But the skrewts, it transpired, did not hibernate, and did not appreciate being forced into pillow-lined boxes and nailed in. Hagrid was soon yelling, "Don panic, now, don' panic!" while the skrewts rampaged around the pumpkin patch, now strewn with the smoldering wreckage of the boxes. Most of the class - Malfoy, Crabbe, and Goyle in the lead - had fled into Hagrid's cabin through the back door and barricaded themselves in; Harry, Ron, and Hermione, however, were among those who remained outside trying to help Hagrid. Together they managed to restrain and tie up nine of the skrewts, though at the cost of numerous burns and cuts; finally, only one skrewt was left.
"Don' frighten him, now!" Hagrid shouted as Ron and Harry used their wands to shoot jets of fiery sparks at the skrewt, which was advancing menacingly on them, its sting arched, quivering, over its back. "Jus' try an slip the rope 'round his sting, so he won hurt any o' the others!"
"Yeah, we wouldn't want that!" Ron shouted angrily as he and Harry backed into the wall of Hagrid's cabin, still holding the skrewt off with their sparks.
"Well, well, well. . . this does look like fun. "

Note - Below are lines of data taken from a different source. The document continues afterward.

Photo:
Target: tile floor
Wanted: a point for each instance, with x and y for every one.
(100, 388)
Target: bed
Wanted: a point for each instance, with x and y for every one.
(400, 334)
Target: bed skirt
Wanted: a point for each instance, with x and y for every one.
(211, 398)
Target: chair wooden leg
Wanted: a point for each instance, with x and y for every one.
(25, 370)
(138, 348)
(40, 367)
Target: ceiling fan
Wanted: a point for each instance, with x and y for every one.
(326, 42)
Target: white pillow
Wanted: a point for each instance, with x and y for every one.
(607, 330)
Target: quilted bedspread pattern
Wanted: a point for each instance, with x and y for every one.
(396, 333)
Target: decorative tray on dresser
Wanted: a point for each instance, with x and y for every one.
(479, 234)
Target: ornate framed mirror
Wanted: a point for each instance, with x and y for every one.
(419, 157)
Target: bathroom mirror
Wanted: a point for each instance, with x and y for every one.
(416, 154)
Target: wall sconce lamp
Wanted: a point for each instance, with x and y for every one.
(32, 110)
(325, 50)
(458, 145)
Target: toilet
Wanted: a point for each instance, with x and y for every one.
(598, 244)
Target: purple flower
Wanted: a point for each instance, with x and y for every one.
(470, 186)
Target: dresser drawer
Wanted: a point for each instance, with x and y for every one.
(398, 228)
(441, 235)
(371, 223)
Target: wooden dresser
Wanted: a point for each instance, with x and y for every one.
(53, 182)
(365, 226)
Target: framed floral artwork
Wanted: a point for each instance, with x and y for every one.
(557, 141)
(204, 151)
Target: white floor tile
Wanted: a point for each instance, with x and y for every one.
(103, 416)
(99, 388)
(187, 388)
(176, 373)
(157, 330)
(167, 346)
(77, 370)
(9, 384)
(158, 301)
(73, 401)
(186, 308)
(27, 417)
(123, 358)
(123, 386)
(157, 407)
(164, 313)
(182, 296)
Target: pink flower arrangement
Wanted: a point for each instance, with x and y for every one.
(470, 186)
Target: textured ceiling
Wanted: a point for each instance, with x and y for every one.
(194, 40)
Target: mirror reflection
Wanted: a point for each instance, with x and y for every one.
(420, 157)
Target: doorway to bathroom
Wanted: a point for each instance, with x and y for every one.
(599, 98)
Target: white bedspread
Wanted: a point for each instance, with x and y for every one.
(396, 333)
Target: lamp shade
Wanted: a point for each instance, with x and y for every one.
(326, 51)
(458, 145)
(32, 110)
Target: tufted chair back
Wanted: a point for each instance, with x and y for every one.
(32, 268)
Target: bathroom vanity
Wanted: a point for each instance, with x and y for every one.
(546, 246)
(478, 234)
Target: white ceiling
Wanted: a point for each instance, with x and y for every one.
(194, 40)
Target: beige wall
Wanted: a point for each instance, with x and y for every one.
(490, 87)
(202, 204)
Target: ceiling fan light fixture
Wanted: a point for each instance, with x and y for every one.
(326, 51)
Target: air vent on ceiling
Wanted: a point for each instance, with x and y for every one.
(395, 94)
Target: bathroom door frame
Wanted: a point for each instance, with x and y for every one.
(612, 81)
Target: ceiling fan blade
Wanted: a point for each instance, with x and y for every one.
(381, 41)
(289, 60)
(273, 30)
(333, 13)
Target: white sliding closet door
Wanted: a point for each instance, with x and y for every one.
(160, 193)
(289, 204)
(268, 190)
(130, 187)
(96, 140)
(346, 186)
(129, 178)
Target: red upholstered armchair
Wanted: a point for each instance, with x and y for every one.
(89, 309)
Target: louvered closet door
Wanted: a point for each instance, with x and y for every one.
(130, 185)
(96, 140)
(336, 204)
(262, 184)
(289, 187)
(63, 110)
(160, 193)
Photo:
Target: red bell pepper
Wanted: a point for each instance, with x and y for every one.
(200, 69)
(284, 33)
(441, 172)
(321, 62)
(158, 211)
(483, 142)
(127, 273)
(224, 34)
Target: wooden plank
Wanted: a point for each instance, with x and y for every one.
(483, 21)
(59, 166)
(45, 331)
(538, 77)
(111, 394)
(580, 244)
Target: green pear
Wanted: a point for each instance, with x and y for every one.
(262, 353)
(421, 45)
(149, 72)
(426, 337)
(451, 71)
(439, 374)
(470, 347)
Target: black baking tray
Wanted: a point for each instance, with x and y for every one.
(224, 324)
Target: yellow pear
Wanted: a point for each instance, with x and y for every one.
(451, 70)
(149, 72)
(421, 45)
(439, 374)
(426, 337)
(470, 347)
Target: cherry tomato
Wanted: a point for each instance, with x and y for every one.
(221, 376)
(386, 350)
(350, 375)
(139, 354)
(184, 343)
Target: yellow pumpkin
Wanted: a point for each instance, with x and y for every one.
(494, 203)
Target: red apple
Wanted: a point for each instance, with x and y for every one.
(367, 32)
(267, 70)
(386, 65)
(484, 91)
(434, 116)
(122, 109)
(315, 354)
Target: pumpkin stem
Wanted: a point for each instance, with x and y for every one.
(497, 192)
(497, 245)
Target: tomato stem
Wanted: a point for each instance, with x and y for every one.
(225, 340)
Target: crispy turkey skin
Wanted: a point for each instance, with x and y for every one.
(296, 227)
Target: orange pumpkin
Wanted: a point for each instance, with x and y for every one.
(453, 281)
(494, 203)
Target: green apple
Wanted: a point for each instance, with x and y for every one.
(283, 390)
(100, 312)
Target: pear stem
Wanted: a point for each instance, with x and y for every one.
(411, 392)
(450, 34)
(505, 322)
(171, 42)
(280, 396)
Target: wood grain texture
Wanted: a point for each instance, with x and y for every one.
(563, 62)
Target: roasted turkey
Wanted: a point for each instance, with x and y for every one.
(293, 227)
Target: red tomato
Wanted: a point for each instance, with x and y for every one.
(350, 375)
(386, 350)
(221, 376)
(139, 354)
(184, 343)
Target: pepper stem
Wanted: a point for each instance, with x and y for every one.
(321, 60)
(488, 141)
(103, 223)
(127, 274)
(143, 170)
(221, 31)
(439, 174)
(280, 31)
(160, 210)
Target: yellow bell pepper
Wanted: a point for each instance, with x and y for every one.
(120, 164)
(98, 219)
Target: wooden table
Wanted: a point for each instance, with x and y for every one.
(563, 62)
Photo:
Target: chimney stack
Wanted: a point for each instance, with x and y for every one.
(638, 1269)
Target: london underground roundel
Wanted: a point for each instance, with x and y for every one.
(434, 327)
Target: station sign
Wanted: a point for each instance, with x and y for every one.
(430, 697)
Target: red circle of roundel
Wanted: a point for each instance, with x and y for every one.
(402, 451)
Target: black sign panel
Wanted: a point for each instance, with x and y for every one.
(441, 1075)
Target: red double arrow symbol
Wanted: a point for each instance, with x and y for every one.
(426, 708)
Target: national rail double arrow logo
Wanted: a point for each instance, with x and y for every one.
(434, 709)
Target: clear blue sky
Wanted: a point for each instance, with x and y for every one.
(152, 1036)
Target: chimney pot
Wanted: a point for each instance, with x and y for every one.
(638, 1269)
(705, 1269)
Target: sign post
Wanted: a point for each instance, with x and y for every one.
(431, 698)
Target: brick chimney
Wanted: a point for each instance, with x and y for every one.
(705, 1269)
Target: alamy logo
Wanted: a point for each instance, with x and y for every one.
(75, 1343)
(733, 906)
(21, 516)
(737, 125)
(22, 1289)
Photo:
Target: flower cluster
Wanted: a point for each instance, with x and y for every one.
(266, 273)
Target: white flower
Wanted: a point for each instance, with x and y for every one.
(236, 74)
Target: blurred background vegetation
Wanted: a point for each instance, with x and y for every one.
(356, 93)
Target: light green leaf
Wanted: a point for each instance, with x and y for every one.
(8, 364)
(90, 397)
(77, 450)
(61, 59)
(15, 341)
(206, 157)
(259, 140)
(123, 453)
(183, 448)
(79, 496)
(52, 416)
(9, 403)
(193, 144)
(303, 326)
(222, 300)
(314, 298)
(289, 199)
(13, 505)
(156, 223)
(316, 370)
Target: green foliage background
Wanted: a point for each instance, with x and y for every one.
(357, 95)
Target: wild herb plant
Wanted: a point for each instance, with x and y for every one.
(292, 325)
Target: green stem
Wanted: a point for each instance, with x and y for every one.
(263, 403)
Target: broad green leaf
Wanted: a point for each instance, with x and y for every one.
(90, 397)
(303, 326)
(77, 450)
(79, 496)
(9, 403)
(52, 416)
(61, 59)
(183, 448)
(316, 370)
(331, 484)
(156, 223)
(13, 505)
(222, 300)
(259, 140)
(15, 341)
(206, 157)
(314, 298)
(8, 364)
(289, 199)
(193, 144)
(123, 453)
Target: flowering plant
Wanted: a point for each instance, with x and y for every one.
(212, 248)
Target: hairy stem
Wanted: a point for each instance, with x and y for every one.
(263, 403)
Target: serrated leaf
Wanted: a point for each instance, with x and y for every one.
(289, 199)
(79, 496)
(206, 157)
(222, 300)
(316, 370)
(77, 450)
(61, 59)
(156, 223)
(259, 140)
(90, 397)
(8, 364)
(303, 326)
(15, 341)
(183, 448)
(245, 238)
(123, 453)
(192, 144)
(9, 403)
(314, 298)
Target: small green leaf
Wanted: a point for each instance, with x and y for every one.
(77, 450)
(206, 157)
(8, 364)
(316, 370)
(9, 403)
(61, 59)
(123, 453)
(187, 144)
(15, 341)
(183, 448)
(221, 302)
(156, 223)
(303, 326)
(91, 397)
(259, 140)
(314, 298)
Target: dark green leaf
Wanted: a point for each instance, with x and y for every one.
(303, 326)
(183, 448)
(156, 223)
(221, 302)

Rita Skeeter was leaning on Hagrid's garden fence, looking in at the mayhem. She was wearing a thick magenta cloak with a furry purple collar today, and her crocodile-skin handbag was over her arm.
Hagrid launched himself forward on top of the skrewt that was cornering Harry and Ron and flattened it; a blast of fire shot out of its end, withering the pumpkin plants nearby.
"Who're you?" Hagrid asked Rita Skeeter as he slipped a loop of rope around the skrewt's sting and tightened it.
"Rita Skeeter, Daily Prophet reporter," Rita replied, beaming at him. Her gold teeth glinted.
"Thought Dumbledore said you weren' allowed inside the school anymore," said Hagrid, frowning slightly as he got off the slightly squashed skrewt and started tugging it over to its fellows.
Rita acted as though she hadn't heard what Hagrid had said.
"What are these fascinating creatures called?" she asked, beaming still more widely.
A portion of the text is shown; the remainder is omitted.